Son
There will be a last time that I carry you,
and I won’t know it.
There will be no celebration,
no certificate,
as when you were born,
just the offhand thought:
He sure has gotten big.
And when I set you down,
on your own two feet,
I’ll think nothing of it.
6 replies on “Son”
Thanks for this beautiful poem. It brought tears to my eyes as I thought of my son, now 2.5. He runs everywhere– and though he still likes me to hold him sometimes, I don’t remember the last time I actually HAD to carry him.
I loved the simplistic beauty of the moment this poem captured. The moment all moms can relate to, yet it happens without thought.

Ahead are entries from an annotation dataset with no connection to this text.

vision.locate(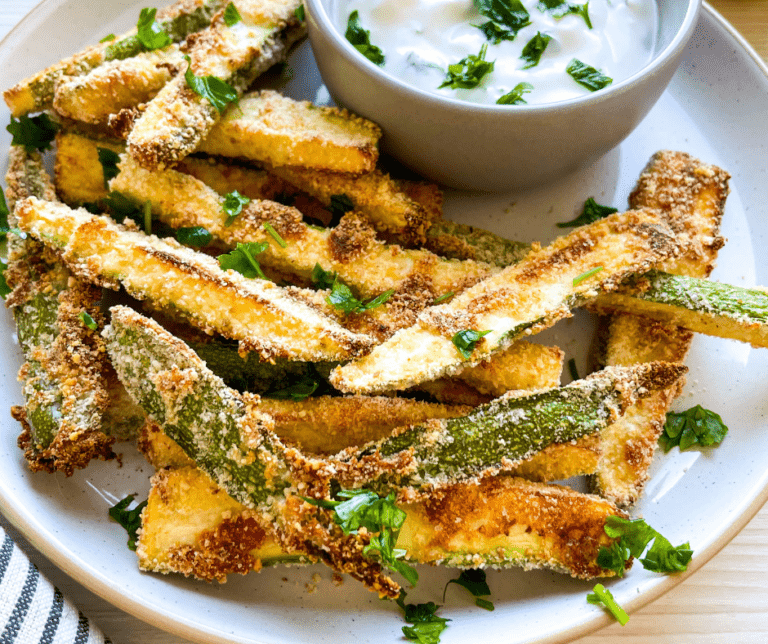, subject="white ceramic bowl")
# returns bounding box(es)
[305,0,701,192]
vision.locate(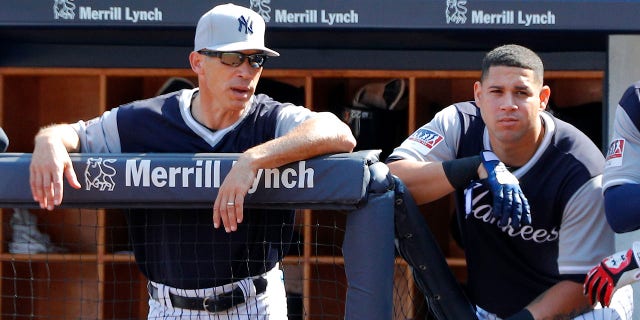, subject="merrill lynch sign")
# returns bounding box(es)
[0,151,370,208]
[0,0,640,31]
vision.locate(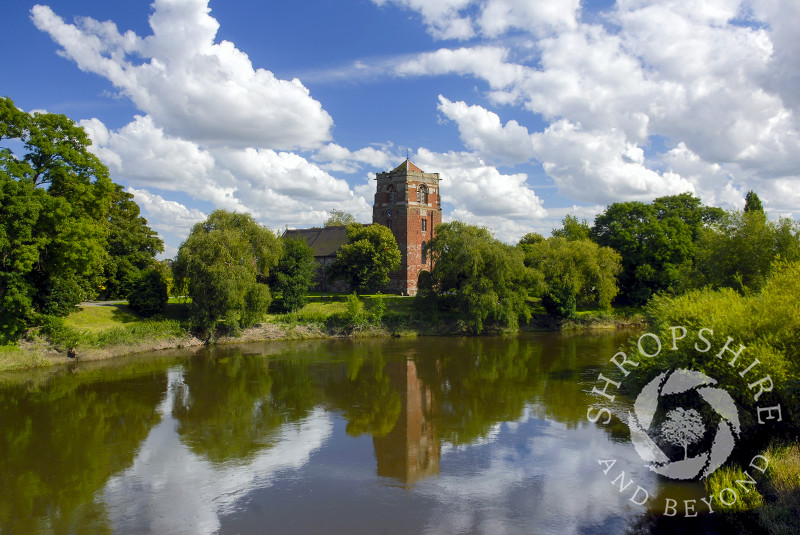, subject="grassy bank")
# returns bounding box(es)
[0,293,643,371]
[706,442,800,535]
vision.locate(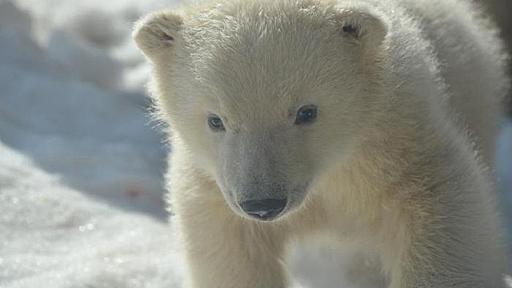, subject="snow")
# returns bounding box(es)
[0,0,512,288]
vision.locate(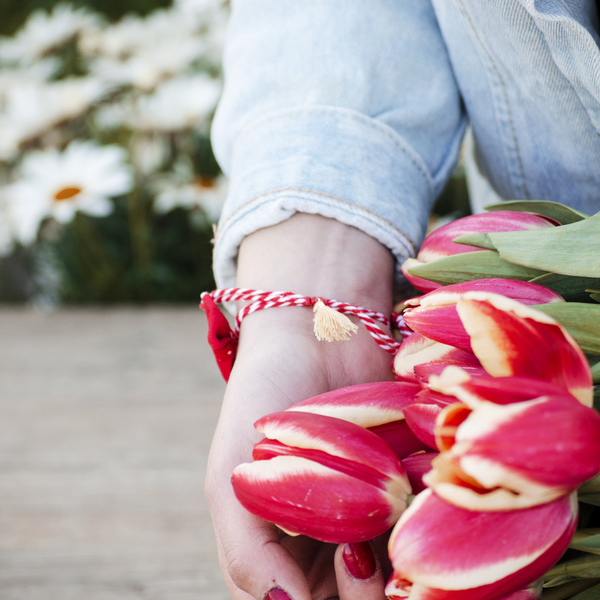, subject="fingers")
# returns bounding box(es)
[335,542,385,600]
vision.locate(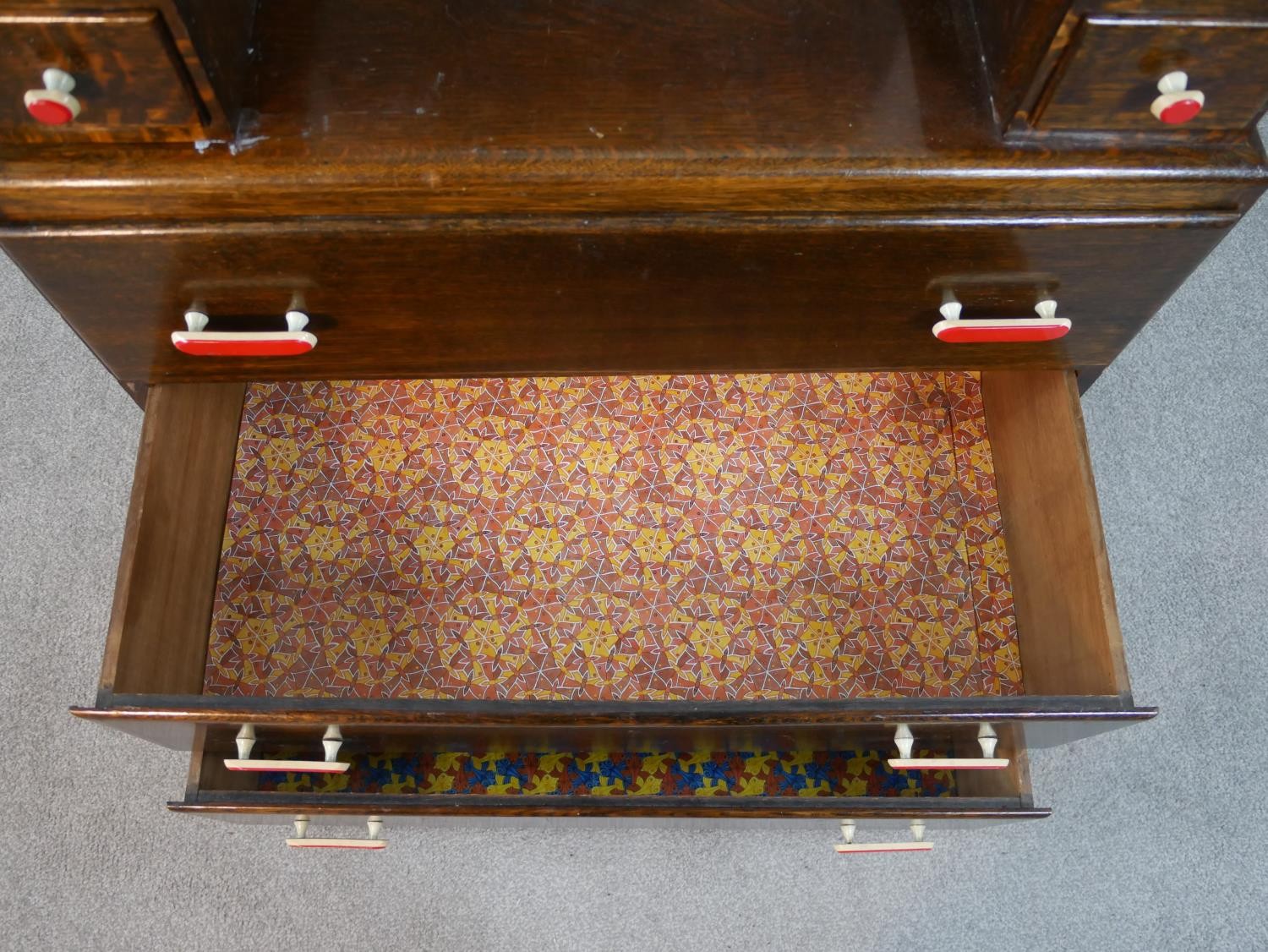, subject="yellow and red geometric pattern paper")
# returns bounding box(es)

My boys are 10 and 8, and at this point I do stop to appreciate any time my 8 year old wants me to pick him up. He is such a satisfying 70 pound ball of boy that I have to brace myself properly, but that massive running/wrestle/hug is worth more than anything to me!
My oldest doesn’t want to be picked up (thankfully for my back), but I sidle up next to him while he’s watching NBA games and before you know it, he’s wiggled his head onto my shoulder and thrown his leg over my lap in a weird contortion cuddle while he explains the intricacies of the game to me.
It rocks!
Thank you for reading the poem, and for these very kind comments! And Becky, thanks for mentioning something for us to look forward to. :-)
Oh my GOd. Stunning sentiment. I’m so glad you kept it simple. This really grabbed me by the throat.
Loved this! I have two girls who will probably be affectionate forever, but I think about this fact with my son all the time and try not to rush through snuggling at bedtime.